Money Management Mistakes: What You Should Not Do For Your Business

Fifty percent of businesses fail within the first five years. It is even worse in the first two years, with one-third of companies closing shop. While there are many reasons for their closure, a pervasive one is that they make a mistake when it comes to managing their money. Here are some errors that pop up often and how you can avoid them.

Spending Too Much

It is a fact that you need to spend money to earn money. You buy raw materials and equipment. You then pay for employees to create finished products or services. But the critical thing here is that your earnings should be higher than your spending. The mistake that many businesses make is that they spend too much. Usually, this is because they buy an expensive piece of equipment or hire the best-qualified employee. This would not be a problem if these would give a return on their investment, but sometimes the earnings are still low. This will slowly drain your company of money.

The best way to avoid this mistake is to be aware of how much you are spending. This is where fractional CFO services can be a big help. A CFO will be able to track the flow of money in a company and help decide on how much money you should be spending. A reasonable budget planned by your CFO will give you a spending limit and warn you whether your company is in danger so you can lower expenses. With enough warning, you can rein in your spending so that you have a buffer in case something goes wrong.

Not Having Reserves


Another mistake that businesses make is not to have a reserve. This is understandable. When a business starts, the focus is on growth. The result is that earning goes towards development for the future. The company’s earnings often go into investments. The trouble is that this can often leave businesses vulnerable to many things. For example, you need to make an emergency expansion or have to pay for a necessary delivery of supplies. Without the funds to pay for these emergencies, a business can miss out on a lot of opportunities.

Having a reserve also provides a necessary cushion when a business goes bad. For example, your store can’t open for several weeks, or some of your distributors are unavailable. This means weeks without any earnings. If you do not have a reserve, you won’t have money to pay for bills. This can mean bad times for your employees as you struggle to pay their salaries. The result can be a total stop to your operations.

Lacking Any Form Of Insurance

While cash reserves are great, they may not be enough for some instances. Major disasters and the like can make your business to lose resources. For example, an accident on the road can end up destroying your delivery truck and a lot of your stock. Some times, you lose much more. Unless you have some major reserves, it will be impossible to recover from incidents like these. The other way to survive is to have an insurance plan that covers various events.

There are several insurance plans out there that can provide coverage for your business. Depending on what sort of industry you are in, there are some plans that you need to take. For example, if you are a shipping company, then freight insurance is necessary. If you provide services, then liability insurance should be what you wanted. Evaluate what is on the market and only choose the best plans that would suit your needs.

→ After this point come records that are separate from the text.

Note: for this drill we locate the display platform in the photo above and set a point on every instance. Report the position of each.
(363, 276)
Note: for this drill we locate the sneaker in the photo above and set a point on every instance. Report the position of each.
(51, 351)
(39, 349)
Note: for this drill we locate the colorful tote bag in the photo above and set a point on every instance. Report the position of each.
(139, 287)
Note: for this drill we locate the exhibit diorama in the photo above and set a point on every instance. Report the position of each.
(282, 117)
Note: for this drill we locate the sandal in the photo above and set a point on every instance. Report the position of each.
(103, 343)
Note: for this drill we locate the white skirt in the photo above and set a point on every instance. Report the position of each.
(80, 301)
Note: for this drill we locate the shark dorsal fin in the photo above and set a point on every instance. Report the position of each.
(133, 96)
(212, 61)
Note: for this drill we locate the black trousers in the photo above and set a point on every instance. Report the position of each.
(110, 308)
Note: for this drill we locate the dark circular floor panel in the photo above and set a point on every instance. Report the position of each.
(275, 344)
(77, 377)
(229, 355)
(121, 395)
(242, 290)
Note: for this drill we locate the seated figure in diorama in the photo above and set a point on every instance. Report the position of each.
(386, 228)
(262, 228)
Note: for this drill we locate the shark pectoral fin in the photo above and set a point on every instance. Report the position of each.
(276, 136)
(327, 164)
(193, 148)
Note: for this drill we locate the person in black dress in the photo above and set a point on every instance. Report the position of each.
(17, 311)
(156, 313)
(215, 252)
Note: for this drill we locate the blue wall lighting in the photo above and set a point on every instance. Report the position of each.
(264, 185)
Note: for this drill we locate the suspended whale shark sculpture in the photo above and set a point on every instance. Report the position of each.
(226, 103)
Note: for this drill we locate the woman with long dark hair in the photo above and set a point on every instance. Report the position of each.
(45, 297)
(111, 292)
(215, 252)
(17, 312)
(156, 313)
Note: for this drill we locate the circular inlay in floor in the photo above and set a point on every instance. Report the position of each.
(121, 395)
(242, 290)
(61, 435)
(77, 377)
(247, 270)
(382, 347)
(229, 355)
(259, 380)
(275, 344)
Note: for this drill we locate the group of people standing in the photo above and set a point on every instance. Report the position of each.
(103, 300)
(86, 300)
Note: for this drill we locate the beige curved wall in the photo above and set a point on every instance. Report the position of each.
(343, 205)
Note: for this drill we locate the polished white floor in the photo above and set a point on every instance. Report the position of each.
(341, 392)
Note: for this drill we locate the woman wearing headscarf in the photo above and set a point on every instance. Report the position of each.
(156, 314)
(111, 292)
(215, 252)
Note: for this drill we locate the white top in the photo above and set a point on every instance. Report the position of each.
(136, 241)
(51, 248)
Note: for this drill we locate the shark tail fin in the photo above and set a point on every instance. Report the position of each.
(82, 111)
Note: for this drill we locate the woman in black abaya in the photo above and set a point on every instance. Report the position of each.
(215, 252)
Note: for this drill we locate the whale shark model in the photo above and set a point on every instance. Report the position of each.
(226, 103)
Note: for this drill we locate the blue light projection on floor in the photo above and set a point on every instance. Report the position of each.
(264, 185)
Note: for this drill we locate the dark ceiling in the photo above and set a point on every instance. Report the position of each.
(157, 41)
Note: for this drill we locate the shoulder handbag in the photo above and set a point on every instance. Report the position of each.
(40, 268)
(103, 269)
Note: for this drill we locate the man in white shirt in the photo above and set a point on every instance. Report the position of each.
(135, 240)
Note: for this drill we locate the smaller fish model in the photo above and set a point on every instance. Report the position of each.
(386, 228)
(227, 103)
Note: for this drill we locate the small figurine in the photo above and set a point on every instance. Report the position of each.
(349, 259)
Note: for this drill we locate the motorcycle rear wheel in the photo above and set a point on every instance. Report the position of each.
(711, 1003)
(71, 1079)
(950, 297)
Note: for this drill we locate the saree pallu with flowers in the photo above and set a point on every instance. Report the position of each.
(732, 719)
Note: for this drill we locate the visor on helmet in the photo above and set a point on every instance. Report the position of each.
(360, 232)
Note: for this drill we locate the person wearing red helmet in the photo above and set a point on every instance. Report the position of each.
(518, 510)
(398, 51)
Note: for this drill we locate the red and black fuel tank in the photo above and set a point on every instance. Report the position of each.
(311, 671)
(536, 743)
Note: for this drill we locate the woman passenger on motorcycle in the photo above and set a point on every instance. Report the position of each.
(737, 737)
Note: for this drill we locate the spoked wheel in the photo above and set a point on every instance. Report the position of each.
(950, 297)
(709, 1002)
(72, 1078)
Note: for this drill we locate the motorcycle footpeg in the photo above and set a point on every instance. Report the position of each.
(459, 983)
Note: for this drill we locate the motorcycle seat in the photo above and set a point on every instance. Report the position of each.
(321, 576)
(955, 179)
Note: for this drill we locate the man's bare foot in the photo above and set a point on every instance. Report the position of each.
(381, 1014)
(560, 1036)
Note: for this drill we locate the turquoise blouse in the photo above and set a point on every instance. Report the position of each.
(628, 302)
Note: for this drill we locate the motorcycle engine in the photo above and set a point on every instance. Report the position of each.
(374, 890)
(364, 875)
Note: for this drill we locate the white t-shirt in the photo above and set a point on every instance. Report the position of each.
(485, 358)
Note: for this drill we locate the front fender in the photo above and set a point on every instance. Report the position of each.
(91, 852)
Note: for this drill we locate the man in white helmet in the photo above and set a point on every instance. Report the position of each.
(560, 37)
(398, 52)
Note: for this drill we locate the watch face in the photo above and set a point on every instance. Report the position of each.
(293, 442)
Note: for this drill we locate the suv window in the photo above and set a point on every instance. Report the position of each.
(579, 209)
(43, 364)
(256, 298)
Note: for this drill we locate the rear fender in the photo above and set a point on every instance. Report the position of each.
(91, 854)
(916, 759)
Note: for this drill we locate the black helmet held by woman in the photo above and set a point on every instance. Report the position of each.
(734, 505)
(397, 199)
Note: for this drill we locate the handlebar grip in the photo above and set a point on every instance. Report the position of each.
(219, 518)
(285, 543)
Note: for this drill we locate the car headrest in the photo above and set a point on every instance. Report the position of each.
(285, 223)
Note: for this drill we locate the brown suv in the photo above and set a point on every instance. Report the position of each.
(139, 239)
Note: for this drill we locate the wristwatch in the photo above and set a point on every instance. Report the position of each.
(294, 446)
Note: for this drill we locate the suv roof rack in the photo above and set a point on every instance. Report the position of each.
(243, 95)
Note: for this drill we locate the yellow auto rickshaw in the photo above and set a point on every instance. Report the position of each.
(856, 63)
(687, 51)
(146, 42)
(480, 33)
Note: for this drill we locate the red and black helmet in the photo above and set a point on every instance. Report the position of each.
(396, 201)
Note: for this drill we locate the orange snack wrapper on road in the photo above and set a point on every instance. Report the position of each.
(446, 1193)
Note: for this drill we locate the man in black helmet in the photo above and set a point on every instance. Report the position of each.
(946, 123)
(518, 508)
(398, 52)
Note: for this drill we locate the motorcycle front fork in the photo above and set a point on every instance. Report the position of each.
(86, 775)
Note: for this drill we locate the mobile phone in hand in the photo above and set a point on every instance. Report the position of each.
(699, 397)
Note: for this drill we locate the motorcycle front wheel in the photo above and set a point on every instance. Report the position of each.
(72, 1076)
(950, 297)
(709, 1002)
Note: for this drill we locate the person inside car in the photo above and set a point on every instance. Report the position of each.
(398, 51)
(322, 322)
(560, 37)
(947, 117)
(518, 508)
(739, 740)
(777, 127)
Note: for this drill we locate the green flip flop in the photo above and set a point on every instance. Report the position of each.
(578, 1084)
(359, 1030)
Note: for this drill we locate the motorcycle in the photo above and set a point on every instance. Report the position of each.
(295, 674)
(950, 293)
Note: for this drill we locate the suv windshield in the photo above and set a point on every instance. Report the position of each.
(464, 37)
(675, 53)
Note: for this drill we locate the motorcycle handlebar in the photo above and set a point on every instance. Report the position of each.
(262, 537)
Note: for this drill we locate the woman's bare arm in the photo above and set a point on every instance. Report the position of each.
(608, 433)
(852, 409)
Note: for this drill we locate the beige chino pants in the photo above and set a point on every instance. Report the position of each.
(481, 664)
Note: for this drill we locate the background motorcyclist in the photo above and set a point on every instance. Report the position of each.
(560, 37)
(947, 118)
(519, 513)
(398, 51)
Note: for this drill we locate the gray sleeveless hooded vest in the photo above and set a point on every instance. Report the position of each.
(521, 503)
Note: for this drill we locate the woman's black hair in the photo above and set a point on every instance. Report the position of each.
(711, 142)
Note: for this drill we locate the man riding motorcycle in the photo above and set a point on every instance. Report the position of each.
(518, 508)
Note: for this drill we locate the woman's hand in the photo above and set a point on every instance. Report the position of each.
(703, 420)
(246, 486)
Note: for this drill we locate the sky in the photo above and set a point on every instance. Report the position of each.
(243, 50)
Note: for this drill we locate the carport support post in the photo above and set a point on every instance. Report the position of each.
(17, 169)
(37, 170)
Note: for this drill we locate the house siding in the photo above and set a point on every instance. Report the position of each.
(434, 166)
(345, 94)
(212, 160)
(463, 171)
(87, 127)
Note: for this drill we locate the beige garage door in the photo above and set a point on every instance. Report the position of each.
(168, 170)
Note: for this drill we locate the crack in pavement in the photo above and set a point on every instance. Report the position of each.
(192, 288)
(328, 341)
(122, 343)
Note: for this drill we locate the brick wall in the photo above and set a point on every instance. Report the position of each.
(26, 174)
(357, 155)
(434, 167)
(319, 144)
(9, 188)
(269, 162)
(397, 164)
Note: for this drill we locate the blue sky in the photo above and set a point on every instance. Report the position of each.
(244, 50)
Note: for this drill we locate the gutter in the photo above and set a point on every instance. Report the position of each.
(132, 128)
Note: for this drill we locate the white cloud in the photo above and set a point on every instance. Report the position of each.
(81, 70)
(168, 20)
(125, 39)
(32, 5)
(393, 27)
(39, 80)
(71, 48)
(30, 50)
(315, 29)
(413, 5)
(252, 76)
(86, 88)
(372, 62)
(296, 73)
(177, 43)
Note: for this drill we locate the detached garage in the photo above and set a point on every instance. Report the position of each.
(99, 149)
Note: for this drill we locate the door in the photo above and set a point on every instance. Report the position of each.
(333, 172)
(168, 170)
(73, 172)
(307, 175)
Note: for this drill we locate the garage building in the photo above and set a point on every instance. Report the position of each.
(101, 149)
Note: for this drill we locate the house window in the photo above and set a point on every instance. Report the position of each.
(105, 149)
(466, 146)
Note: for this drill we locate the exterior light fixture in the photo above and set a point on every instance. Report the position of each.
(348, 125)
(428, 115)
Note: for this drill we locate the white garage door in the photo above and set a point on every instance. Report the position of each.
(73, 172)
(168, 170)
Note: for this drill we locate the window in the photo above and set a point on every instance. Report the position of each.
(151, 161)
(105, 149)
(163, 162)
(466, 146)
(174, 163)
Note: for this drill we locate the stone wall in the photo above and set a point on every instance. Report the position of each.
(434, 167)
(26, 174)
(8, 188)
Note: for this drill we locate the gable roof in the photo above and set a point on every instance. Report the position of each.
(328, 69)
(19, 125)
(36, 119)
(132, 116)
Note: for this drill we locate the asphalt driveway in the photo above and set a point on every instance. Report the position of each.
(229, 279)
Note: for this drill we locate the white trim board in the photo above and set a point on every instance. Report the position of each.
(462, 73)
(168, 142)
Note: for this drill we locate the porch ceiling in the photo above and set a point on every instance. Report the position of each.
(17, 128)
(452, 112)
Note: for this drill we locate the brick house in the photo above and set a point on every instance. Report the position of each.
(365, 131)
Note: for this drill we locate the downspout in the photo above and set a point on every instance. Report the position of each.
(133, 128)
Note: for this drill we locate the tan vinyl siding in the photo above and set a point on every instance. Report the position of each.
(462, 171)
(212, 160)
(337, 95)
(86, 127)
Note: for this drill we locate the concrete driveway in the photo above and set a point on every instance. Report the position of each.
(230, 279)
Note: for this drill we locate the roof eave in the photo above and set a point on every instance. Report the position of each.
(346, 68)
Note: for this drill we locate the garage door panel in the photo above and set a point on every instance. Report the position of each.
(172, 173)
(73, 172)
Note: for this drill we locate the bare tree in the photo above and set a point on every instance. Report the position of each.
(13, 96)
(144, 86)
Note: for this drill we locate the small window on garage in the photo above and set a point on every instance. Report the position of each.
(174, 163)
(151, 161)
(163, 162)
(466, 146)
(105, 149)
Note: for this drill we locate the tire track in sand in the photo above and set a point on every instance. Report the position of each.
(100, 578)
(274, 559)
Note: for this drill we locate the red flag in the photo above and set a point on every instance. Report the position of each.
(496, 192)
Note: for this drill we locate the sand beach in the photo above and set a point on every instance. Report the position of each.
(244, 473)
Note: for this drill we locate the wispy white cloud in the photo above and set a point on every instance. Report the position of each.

Not Knowing How Well Your Performance Is

Your business competes in a market. If you are not performing better than the competition, then there is a good chance that you are losing out. Always look at how other operations perform and compare them to yours. If you see that your performance is lagging, you should then make some changes so that you can stay competitive. For example, your observations reveal that one faction is getting a better price for their raw materials. You should then look for cheaper suppliers from somewhere else or to negotiate with your supplier. This change in your cash flow should yield some great results.

It is very easy to make a mistake when it comes to running a small business. Knowing a few of the major ones will stop you from making them. This means a higher chance of success for your company in the long run.